Lieutenant Maus again met a squad. They led him aside, behind some rocks, as if to get shelter from the rain――and presently a Mexican brought a note from him. The note stated that he, too, was a prisoner, until he could show papers to prove that he had permission to “invade” Mexico. The Mexicans insisted also upon a supply of food, and mules for their wounded.

Lieutenant Shipp and Chief Scout Horn conferred together. The Mexican messenger was told to get four or five men and return for the mules and rations. Lieutenant Shipp slipped around with his company of scouts, to a position where he might pour a deadly fire into the Mexican lines. When the five Mexicans returned to the camp, for the mules and rations, they were suddenly ringed about with carbine muzzles.

“Now,” spoke Chief Scout Horn, “you call to your comrades. Tell them that if our lieutenant is not released immediately, you will all be killed!”

“Hi!” cackled old Nana. “That is good. Yes, you will be killed. But we will not kill you quick. We will shoot you in many places, first.”

Carbine hammers clicked.
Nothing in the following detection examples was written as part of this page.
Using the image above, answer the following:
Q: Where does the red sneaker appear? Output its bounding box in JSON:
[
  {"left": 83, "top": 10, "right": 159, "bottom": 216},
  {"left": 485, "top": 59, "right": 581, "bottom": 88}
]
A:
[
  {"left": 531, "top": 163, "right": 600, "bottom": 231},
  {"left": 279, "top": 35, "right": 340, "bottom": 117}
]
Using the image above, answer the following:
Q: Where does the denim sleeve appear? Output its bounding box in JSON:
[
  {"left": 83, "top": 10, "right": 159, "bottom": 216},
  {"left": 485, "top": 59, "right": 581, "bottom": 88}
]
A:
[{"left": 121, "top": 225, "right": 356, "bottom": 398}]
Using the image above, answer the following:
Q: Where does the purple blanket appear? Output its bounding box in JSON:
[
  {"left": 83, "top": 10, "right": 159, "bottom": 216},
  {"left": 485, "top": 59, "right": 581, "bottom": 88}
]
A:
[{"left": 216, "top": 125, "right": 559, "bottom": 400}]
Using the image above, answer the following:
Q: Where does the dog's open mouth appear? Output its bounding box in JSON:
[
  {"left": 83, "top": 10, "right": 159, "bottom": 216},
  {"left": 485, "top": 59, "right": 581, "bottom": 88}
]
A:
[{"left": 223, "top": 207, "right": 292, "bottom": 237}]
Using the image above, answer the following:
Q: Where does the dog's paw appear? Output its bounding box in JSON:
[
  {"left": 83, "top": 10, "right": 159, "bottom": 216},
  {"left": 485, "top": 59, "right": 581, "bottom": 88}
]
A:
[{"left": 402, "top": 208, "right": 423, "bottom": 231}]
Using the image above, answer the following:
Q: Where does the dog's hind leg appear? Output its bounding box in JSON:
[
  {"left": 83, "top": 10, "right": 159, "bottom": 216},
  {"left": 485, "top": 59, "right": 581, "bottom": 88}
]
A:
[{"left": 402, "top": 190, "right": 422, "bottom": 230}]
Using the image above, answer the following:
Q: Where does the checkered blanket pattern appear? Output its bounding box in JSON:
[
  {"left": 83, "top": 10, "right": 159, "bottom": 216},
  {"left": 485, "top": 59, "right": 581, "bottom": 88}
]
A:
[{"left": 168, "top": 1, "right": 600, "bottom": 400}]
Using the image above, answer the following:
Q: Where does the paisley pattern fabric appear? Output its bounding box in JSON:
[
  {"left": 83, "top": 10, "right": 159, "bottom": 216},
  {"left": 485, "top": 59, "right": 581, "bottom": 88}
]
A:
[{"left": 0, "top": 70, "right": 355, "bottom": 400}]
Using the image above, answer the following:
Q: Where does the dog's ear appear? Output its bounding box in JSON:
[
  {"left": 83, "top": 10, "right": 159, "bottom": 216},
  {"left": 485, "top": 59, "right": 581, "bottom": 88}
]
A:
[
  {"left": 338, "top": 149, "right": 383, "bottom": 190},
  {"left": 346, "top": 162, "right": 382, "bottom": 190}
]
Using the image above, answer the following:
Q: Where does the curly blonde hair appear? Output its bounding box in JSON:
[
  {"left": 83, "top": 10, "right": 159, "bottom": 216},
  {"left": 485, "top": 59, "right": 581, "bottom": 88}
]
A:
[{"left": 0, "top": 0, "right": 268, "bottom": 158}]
Young Lieutenant Shipp’s scouts were crouched and aiming, ready. All the scouts were yelling, while the five Mexicans, calling piteously, pleaded that the lieutenant be released.

That, as Tom Horn said, “ended the row.” Here came the lieutenant, angry but safe. The five prisoners were allowed to scuttle back.

“They’re an ugly lot,” announced the lieutenant. “They have over thirty dead and a dozen wounded. Concepcion is still held. I’ve agreed to let them have six mules in exchange, so they can pull out.”

The mules were Mexican mules, but the lieutenant required a receipt for them, and the Mexican government paid the value of them to the United States.

The Mexicans finally withdrew. Scouts were sent out, on their trail, to watch them to a safe distance. The next morning, January 13, camp was broken.

Captain Crawford was living, but unconscious. Four of the scouts carried him in the litter. The trail was too rough and narrow for any other method. The Geronimo Chiricahuas had disappeared, but they stayed near. This evening Geronimo sent an old squaw into the new camp. He requested the talk that had been agreed upon for the day when the Mexicans had interrupted.

In the morning Lieutenant Maus took Tom Horn, Ka-e-ten-na, Dutchy, and two or three other scouts, and, all unarmed, met Geronimo in council.

“Why did you come down in here, where I thought white men could not come?” demanded Geronimo, direct.

“I came down to capture or destroy you and your band,” answered the weary Lieutenant Maus, just as direct.

“I see you speak the truth,” replied Geronimo. He shook hands, sent a long talk, of various complaints, to “Cluke,” and engaged to meet the general at the border when the March moon was full.

“Do you think he will do it, Chato?” queried Jimmie.

“Yes. Ka-e-ten-na has told him what a big people the Americans are. Besides, Geronimo is sending in old Nana, and some women. Chihuahua wants to come in. Juh has been killed by the Mexicans. Pretty soon Geronimo will have no one left.”

Nana arrived, again, and Geronimo’s wife, and one of Nah-che’s wives, and another Chiricahua, and several children. Lieutenant Maus divided his few rations with the Geronimo band, and proceeded. Matters looked better.

But that was a long, sorrowful march, carrying Captain Crawford through the three hundred miles of mountains and rain. He lived, unconscious, for five days――he had an “indomitable will,” as had said Doctor Davis. Without having spoken a word he died on January 17. Of course there was no thought of leaving him behind, in the wilds, so his body was still carried on, in the litter.